Bir kış akşamı evimde gazete okuyordum. Bir haber gördüm. Haberde bir efsaneyi anlatıyordu. Efsaneye göre Sibirya’da, Baykal gölünde donmuş suyun altında yaşayan bir halk varmış. Oradaki halkın bacakları fok yüzgeci, gövdeleri normal bir insan şeklinde, sırtlarında ise kaplumbağa kabuğu varmış. Keşke sihirbaz olsaymışım.
Bir sihirbaz olsaydım, uçağa binmek için kendime sahte uçak bileti yapıp bedavadan first class bölümünde rahatça giderdim. Derken bir anda elimde uçak bileti belirdi ve bir sihirbazdan fazlası olduğumu fark ettim! Hemen bilete baktım ve gerçekti.
Biletteki zaman üç saat sonrasını gösteriyordu. Hemen bavulumu hazırlayıp yola koyuldum. Havalimanına vardığımda uçağımın first class olduğunu hatırladım ve tadını çıkarttım. Yemekler yedim, gezdim, milyonlarca güvenliği neyse ki kolayca geçtim. Kapıdan içeri girip uçağa bindim. Yolculuğum çok güzel geçti.

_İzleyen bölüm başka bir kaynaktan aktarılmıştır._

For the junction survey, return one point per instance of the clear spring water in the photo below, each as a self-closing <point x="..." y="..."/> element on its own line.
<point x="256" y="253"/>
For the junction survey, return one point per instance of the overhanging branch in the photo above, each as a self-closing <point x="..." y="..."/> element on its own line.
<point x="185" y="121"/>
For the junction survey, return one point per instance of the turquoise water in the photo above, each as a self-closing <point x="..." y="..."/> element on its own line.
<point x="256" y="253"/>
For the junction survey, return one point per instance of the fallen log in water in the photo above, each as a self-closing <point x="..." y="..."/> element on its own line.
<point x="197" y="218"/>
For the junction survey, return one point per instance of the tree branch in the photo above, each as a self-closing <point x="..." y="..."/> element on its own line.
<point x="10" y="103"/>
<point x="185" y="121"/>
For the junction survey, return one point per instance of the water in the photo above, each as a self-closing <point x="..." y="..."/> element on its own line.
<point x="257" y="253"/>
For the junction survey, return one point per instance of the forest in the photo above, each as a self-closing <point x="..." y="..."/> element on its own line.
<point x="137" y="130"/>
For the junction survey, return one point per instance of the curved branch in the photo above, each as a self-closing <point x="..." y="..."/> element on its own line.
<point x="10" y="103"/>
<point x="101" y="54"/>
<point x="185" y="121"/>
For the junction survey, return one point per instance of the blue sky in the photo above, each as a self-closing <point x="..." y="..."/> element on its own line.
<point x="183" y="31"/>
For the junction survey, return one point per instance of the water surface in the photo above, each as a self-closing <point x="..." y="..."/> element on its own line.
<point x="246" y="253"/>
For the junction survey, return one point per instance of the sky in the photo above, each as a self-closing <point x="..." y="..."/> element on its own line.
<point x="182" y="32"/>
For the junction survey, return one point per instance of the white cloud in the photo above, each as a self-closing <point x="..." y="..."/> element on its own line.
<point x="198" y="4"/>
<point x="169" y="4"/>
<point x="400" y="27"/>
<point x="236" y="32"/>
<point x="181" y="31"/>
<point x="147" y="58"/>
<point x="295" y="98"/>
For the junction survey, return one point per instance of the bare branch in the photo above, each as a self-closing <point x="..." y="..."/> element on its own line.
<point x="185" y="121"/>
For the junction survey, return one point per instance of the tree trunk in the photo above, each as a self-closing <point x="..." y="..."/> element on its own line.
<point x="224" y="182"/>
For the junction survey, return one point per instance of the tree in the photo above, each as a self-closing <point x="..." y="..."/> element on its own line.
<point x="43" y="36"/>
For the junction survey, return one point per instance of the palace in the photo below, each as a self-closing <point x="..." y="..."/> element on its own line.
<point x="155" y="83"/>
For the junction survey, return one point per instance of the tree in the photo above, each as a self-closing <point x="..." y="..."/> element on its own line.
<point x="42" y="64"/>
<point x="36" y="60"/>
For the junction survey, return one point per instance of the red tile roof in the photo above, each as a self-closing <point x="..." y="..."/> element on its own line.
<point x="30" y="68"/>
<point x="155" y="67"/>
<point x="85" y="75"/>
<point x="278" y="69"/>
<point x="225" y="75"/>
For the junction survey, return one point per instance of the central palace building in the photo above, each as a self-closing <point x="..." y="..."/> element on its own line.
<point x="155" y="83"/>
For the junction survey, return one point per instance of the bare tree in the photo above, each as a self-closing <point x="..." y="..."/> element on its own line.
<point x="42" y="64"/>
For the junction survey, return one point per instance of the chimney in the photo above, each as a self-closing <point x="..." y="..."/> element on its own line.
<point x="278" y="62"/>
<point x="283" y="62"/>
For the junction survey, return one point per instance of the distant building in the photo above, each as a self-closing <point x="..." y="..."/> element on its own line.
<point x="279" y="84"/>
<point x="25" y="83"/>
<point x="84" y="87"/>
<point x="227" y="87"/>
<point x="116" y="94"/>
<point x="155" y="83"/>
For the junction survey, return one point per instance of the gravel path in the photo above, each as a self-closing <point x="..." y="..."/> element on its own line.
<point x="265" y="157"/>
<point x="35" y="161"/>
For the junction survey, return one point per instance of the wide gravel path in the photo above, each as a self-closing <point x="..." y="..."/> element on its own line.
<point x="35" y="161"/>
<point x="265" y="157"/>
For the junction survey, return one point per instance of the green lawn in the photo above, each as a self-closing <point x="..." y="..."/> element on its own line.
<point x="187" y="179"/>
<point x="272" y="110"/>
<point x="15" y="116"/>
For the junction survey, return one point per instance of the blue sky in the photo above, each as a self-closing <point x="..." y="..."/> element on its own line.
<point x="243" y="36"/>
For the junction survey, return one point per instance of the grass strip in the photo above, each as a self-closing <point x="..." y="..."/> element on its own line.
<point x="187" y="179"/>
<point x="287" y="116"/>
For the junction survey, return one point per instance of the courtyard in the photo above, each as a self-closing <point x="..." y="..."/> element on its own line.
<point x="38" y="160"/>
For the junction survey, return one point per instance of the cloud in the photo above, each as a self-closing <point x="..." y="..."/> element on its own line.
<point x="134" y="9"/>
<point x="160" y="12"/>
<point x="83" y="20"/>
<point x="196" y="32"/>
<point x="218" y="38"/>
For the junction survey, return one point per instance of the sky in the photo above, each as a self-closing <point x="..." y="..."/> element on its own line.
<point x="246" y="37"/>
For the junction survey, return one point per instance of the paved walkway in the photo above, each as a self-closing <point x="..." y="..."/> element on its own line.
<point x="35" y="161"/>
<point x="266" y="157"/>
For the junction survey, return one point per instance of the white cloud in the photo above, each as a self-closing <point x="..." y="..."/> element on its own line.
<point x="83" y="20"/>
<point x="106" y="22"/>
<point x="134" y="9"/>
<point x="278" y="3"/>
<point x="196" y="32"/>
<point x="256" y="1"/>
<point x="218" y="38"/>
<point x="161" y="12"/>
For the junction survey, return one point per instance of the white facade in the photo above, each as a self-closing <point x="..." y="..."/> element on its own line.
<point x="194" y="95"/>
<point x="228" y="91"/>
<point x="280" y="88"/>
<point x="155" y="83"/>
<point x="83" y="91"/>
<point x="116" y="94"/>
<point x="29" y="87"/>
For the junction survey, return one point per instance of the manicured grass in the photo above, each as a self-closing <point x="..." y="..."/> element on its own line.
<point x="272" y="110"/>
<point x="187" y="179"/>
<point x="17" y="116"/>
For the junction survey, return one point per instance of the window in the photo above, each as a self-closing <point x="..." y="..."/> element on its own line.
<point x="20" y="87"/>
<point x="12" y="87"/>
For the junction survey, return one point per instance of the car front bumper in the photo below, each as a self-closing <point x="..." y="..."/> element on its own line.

Sibiryaya geldiğimde ilk iş otelimde şu efsanevi halk ile ilgili araştırma yaptım ve halkın adını buldum. Adları Sitnalta’ymış, içimden çok yaratıcılar dedim. Sabah saat beşte uyanıp, yemeğimi yiyip, giyinip Baykal gölüne doğru yola çıktım. Oraya vardığımda ilk buzun üstünden gölü araştırdım. Daha sonra dalış kıyafetlerimi giyip buzu kazıp suya daldım, yeni yeteneklerim sayesinde derinlere 1642 metreye yani en derine kadar daldım. Ve ileriye doğru gittim. Yaklaşık 1 saat yüzdükten sonra önüme dev bir iglo çıktı. İgloya girdim ve Sitnalta şehri önümde duruyordu. Orada ki en büyük binaya gittim. Bina Sitnalya halkının cumhurbaşkanlığıymış herkes beni görünce çok şaşırdı. Hemen halkın cumhurbaşkanı beni odasına aldı. Odasında çok sohbet ettik. İyi arkadaş olduk. En başta onları bütün dünyaya anlatacaktım. Ama düşündüm ki onlarda canlı gizliliğe hakları var dedim. Ve artık bütün Sitnalta halkıyla arkadaşım. Onları hep sır olarak tutacağım ve yılda en az üç kere ziyaret edeceğim.